The facts cited in the fourth paragraph of the October 3, 2016 letter remain accurate but there have been subsequent developments that are very concerning to HDC.


During an October 26, 2016 earnings conference call with investors and investment analysts, Mr. Steve Jones made detrimental and revealing statements concerning HDC. Mr. Jones stated that NEO intends to commercialize a prostate test but that NEO alleges the test is not based on HDC technology. HDC asserts that this statement is untrue. In fact, NEO’s publications related to the test, NeoLAB Prostate, clearly indicate the use of HDC’s know-how and technology including, but not limited to, the four genes that are a part of a pending patent with the United States Patent and Trademark Office. These same genes are part of a patent issued in Europe, which does not expire until December 2029. Therefore, NEO’s statements on October 26, 2016 are untrue and possibly deceptive. In addition, the statement was clearly damaging to HDC and its shareholders. The statement was injurious to the public reputation of HDC and its technology.


Equally concerning, however, is that the statement is an admission by NEO that it not only confirms it failed to fulfill its best efforts obligation to HDC but that NEO has actually been undertaking to surreptitiously develop a product which would directly compete with an HDC based product for some currently unknown period of time. Through numerous public statements over the years, NEO led HDC and its shareholders to believe that it was using its best efforts to develop and commercialize a prostate test based upon HDC technology as it had agreed to do. In fact, it was doing no such thing and it was secretly developing a competitive product. Mr. VanOort also noted this unsettling development during a conference call with HDC on October 5, 2016. You stated that NEO was not using HDC technology in its prostate test and that NEO, therefore, had no obligation to pay any milestone and royalties to HDC. You admitted that HDC had “pointed us in the right direction” and that NEO would consider paying a greatly reduced compensation on the condition that HDC agree to accept a renegotiation of the MLA on terms and conditions materially adverse to HDC.

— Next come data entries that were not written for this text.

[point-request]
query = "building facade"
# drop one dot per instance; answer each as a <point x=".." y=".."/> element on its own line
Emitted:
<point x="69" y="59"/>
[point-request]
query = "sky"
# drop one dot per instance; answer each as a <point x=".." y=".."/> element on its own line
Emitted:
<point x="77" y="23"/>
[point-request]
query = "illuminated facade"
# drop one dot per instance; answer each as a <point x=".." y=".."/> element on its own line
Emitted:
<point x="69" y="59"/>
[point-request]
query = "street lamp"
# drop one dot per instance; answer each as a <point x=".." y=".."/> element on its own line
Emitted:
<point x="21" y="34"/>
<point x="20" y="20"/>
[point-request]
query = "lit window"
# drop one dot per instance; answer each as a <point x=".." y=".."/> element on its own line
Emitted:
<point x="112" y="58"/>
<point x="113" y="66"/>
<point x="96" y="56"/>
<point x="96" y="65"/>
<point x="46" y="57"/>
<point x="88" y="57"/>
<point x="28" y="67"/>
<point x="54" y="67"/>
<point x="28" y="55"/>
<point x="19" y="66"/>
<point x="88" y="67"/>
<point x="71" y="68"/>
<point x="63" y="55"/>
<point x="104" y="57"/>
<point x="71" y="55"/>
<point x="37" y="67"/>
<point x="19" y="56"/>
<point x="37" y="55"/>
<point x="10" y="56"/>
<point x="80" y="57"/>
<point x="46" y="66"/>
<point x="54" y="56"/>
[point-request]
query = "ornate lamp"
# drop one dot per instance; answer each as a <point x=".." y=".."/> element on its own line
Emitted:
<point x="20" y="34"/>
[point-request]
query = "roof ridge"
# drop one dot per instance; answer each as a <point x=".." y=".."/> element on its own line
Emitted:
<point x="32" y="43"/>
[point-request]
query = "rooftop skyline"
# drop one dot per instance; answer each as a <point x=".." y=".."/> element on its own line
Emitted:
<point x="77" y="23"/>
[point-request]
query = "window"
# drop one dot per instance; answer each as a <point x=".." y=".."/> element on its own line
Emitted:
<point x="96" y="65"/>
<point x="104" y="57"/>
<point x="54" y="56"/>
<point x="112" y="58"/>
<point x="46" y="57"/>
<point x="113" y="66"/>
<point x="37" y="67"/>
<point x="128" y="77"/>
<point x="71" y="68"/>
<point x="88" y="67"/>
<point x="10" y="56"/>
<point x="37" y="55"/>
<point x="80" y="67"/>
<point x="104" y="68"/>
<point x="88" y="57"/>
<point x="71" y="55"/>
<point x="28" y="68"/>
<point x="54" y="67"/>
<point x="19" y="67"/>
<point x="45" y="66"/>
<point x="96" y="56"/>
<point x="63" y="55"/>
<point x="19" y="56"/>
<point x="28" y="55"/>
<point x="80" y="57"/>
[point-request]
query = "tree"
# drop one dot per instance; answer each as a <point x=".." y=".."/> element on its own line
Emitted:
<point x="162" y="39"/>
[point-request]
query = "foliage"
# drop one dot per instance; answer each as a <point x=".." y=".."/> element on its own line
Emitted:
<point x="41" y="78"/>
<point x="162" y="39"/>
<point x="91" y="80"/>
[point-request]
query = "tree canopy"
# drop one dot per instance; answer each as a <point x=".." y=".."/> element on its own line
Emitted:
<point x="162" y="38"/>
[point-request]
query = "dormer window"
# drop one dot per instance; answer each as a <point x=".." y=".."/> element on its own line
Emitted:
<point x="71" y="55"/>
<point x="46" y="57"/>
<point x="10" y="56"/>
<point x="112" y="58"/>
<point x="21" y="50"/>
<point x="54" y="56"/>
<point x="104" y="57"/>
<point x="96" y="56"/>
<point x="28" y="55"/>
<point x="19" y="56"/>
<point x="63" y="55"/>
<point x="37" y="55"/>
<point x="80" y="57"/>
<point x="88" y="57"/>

It is clear that HDC and its shareholders have been damaged by the actions, inactions and false statements made by NEO. HDC is evaluating such damages and intends to seek professional advice as to the nature and extent of such damages and appropriate actions that HDC should take in order to protect its shareholders.


To date, HDC’s analysis of such damages includes, but is not limited to, the following:


1)Damages sustained as a result of NEO’s failure to use its best efforts to develop and commercialize HDC technology in the agreed upon time frame.


2)NEO’s failure as above precluded HDC from the opportunity to contract with other parties to develop and commercialize HDC’s technology thereby foregoing substantial value that would have accrued from timely development of a product or service based on HDC technology.


3)Damage to HDC’s reputation for its technology, which may impair HDCs ability to find other development partners for its technology.


4)Damage sustained by HDC’s past and current shareholders.





HDC hereby demands that NEO immediately cease and desist from the use of any HDC technology in any way, including but not limited to, any use or sale of any product / service or combination product / service which is based on or uses any HDC technology or intellectual property.


Finally, please be notified that any patents that NEO has or will apply for as well as any patents that are issued which are based in whole or in part on HDC’s patents may not be used in the absence of a license agreement between NEO and HDC.


If you have any questions please call either of the HDC representatives listed in the January 9, 2017 letter to NEO.